Si je comprends bien, on ne peut en aucun cas anticiper — il faut attendre d’être agressé, et éventuellement mort, pour riposter…

Notez que la police a su parfois s’affranchir des règles. La mort de Mesrine, abattu sans sommations en 1979, était techniquement un assassinat — et pourtant, Broussard a été félicité par le ministre, Christian Bonnet, et a bâti la suite de sa brillante carrière sur cette élimination. La gauche n’est pas en reste : en 1985, le leader indépendantiste kanak Eloi Machoro et son ami Marcel Nonnaro sont abattus à 400m de distance par le GIGN — sur ordre de Pierre Joxe. Enfin, si vous vous rappelez l’affaire « Human bomb », Erick Schmitt a été abattu par le RAID, sur ordre de Charles Pasqua, alors qu’il avait été drogué par des pizzas assaisonnées aux tranquillisants. Rien de « strictement proportionné » dans ces trois événements.

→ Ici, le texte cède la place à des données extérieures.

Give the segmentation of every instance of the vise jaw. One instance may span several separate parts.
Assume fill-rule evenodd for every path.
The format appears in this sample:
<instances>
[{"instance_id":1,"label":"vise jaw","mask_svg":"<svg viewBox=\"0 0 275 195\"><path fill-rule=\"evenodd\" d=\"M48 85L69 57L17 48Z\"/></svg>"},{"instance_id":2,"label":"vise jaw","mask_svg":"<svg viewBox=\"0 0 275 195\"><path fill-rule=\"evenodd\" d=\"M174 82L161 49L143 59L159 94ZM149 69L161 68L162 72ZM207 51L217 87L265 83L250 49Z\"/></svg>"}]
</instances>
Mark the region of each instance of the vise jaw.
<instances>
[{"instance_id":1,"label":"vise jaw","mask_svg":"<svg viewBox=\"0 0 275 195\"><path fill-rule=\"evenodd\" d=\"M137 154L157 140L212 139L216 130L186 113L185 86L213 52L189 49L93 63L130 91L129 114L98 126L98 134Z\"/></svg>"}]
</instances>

Les trois cas ne poseraient aujourd’hui aucun problème. Mais même lorsque la législation était plus restrictive, on jugeait de l’opportunité des poursuites — l’opportunité politique, s’entend.

Alors, un délit de fuite fait-il partie de ces situations où les occupants d’une voiture « sont susceptibles de perpétrer, dans leur fuite, des atteintes à leur vie ou à leur intégrité physique ou à celles d’autrui » ? 

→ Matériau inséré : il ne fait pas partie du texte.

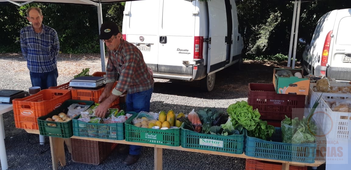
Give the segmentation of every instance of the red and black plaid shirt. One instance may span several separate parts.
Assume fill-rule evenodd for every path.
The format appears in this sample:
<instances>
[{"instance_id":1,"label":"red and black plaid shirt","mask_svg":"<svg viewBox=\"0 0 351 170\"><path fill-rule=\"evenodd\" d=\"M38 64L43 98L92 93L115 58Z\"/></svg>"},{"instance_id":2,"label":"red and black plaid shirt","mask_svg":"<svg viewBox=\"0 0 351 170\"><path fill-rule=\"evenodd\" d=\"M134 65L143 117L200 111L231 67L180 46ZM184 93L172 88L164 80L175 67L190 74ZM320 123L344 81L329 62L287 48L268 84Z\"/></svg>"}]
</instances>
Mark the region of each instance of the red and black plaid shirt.
<instances>
[{"instance_id":1,"label":"red and black plaid shirt","mask_svg":"<svg viewBox=\"0 0 351 170\"><path fill-rule=\"evenodd\" d=\"M113 82L120 74L115 88L123 93L133 93L153 87L154 80L144 61L143 54L133 44L121 39L116 51L107 50L106 82Z\"/></svg>"}]
</instances>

Il faut savoir qu’on observe en France un refus d’obtempérer toutes les 20mn. 26 000 par an. Le bilan varie de de 0 à 3 morts parmi les forces de l’ordre par an. C’est triste pour ceux à qui ça arrive, mais c’est statistiquement dérisoire. Pas de quoi en conclure qu’il faudrait tirer 26 000 fois…  Ce qui, avec de mauvais tireurs, et en tirant une fois sur dix, ferait quand même 260 morts par an. 

D’où les réticences juridiques et pratiques.

Quant aux raisons qui poussent les gens à refuser de s’arrêter… Pensez au nombre de gens qui roulent sans permis (770 000, estime-t-on), ou sans assurance, ou bourrés, ou drogués, ou sans contrôle technique — ou mineurs…

Alors, peut-on faire évoluer la légitime défense vers sa version américaine ?

En France on considère la réalité de la menace. Aux Etats-Unis, on considère sa potentialité. La proportionnalité de la riposte n’est pas la même non plus… Aux Etats-Unis, les policiers ont déjà l’arme au poing lorsqu’ils demandent à une voiture de s’arrêter — et tirent sans sommations dès qu’ils trouvent suspect le comportement du conducteur — une situation particulièrement bien illustrée dans ce film de procédure policière qu’est Night Shift (Patrouille de nuit, de Joel Souza, 2019). Mais au-delà, n’importe quel citoyen (encore que les règles soient assez différentes d’un Etat à l’autre) peut défendre par les armes son intégrité physique, ou son bien ou sa voiture, considérés l’un et l’autre comme des extensions de sa personne. C’est ce que l’on appelle là-bas la loi Stand your ground, ou la Doctrine du château. D’où le fait que les maisons n’ont pas de barrière : si vous piétinez une pelouse, vous vous mettez en danger de mort. Rappelez-vous ce qui est arrivé en 1992 au jeune étudiant japonais Yoshi Hattori. Invité à une fête d’Halloween, perdu dans une banlieue où toutes les maisons se ressemblent, il a tenté de demander son chemin — et a été abattu par le propriétaire de la maison à laquelle il a frappé, parce qu’il tenait à la main une caméra qui pouvait être une arme. Le tireur a été blanchi par le jury qui l’a jugé — mais condamné à de très importants dommages et intérêts qui l’ont positivement ruiné.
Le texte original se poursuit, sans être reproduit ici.